Andrea Dovizioso (Getty Images)

Poco incline a rischiare sul fondo bagnato Andrea Dovizioso ha concluso la giornata iniziale sul circuito spagnolo di Aragon con l’ottava posizione nella prima e nella seconda sessione di libere.

“Non è stato un giorno particolarmente produttivo”. Ha affermato il 30enne della Ducati. “Ha piovuto in entrambi i turni ma non abbastanza da lavorare in ottica bagnato. Abbiamo comunque deciso di fare qualche tornata per concentrarci sull’elettronica, e grazie ad alcune modifiche apportate abbiamo fatto progressi. Per il resto ho completato un solo giro tirato per stare nei 10 senza problemi. Il fine settimana comincerà sabato”

Facendo poi un bilancio di quanto visto finora Dovi ha spiegato: “Alcuni piloti hanno spinto più di altri, probabilmente perché erano alla ricerca del feeling giusto con la moto, ad esempio Vinales.
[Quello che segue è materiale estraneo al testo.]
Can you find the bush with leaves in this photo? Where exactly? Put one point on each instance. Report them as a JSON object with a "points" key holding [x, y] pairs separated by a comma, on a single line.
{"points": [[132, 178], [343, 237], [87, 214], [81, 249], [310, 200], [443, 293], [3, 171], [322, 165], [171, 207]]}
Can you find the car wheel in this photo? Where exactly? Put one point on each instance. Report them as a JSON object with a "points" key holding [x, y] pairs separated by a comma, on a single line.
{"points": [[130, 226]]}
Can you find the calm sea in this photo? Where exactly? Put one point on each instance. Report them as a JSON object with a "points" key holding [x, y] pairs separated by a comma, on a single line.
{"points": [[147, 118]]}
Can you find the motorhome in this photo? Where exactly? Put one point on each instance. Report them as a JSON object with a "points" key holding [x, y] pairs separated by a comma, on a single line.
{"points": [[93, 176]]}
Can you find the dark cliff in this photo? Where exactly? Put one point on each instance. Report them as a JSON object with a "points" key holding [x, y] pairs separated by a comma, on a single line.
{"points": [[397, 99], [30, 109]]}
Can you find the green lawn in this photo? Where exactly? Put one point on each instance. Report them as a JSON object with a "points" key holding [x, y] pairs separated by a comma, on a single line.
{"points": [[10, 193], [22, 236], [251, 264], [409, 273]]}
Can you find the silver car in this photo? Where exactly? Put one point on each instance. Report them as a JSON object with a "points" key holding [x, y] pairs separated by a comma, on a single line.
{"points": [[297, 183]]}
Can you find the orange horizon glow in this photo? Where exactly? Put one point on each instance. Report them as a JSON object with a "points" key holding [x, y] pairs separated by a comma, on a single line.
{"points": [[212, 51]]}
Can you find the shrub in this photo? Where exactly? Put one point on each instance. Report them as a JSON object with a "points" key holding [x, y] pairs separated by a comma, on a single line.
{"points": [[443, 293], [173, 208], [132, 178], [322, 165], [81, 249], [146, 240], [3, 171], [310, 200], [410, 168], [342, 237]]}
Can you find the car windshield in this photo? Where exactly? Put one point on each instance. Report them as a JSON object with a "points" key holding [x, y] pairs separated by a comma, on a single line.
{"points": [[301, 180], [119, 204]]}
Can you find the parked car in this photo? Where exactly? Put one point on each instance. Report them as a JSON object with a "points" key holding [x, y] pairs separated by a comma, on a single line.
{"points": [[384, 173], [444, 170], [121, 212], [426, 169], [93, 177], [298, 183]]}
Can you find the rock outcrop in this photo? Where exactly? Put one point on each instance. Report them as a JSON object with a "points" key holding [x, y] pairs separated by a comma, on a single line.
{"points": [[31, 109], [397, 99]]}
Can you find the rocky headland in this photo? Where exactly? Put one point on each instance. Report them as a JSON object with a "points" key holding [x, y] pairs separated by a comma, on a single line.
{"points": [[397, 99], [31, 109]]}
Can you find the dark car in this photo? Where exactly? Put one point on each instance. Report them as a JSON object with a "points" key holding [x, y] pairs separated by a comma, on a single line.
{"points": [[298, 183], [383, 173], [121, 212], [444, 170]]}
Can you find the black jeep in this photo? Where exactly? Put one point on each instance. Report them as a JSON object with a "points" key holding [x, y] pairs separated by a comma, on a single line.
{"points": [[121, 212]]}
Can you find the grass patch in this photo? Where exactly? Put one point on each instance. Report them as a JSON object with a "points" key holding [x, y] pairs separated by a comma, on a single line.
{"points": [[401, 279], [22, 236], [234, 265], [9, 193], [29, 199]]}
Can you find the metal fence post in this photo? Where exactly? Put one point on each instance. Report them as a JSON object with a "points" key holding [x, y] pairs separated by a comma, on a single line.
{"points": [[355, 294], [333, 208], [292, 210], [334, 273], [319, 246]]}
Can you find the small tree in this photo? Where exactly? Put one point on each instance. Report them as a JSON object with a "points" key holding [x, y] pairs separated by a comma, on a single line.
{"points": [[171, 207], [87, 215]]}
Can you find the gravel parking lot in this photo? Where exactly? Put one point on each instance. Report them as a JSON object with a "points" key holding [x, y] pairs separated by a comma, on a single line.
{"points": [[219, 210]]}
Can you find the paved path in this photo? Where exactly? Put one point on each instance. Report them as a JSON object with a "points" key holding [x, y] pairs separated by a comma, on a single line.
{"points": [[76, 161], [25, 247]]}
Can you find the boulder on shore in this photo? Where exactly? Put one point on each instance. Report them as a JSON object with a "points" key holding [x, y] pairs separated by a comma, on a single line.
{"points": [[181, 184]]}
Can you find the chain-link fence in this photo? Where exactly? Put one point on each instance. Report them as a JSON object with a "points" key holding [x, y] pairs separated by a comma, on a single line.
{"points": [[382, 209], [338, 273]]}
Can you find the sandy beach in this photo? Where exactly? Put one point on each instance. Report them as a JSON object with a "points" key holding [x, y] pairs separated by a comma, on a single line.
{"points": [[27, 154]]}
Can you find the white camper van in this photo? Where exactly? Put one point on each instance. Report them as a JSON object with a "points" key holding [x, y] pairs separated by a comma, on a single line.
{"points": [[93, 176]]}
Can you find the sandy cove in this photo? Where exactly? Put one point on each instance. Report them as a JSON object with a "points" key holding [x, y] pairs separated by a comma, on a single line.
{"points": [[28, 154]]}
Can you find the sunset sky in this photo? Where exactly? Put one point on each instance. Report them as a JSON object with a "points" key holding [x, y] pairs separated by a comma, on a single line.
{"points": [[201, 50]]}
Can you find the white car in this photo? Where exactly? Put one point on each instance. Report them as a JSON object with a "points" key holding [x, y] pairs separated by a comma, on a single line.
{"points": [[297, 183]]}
Diversamente io e Marquez ci siamo dimostrati subito rapidi, per cui abbiamo preferito non stare troppo fuori”.

“Sicuramente aver perso due sessioni condizionerà il prosieguo, ma sarà così per tutti”. Ha aggiunto minimizzando l’intoppo causato da un meteo che invece dovrebbe presentarsi favorevole in qualifica e in corsa. “I reali valori si capiranno domani mattina quando sarà asciutto. Chi partirà forte avrà un bel vantaggio dato che ci sarà meno tempo a  disposizione per lavorare sulla moto e le gomme. Chi all’opposto  chi si troverà in difficoltà non riuscirà a riprendersi nell’immediato. Per quanto  concerne le coperture sarà complicato per tutti. Immagino che se ne useranno tante nuove per tentare di entrare nei primi 10, dunque sarà dura concentrarsi sulla gara avendo appena due turni sul secco”.

Infine sull’ipotesi circolata di eliminare il flag-to-flag, spesso causa di malumori tra i piloti, Dovizioso ha sostenuto: “In effetti abbiamo discusso della possibilità di fare un cambio pneumatici vero e proprio come succede nell’Endurance,  tuttavia qualsiasi azione di montaggio e smontaggio diventa molto più pericolosa, in particolare se si fanno le cose troppo di fretta”.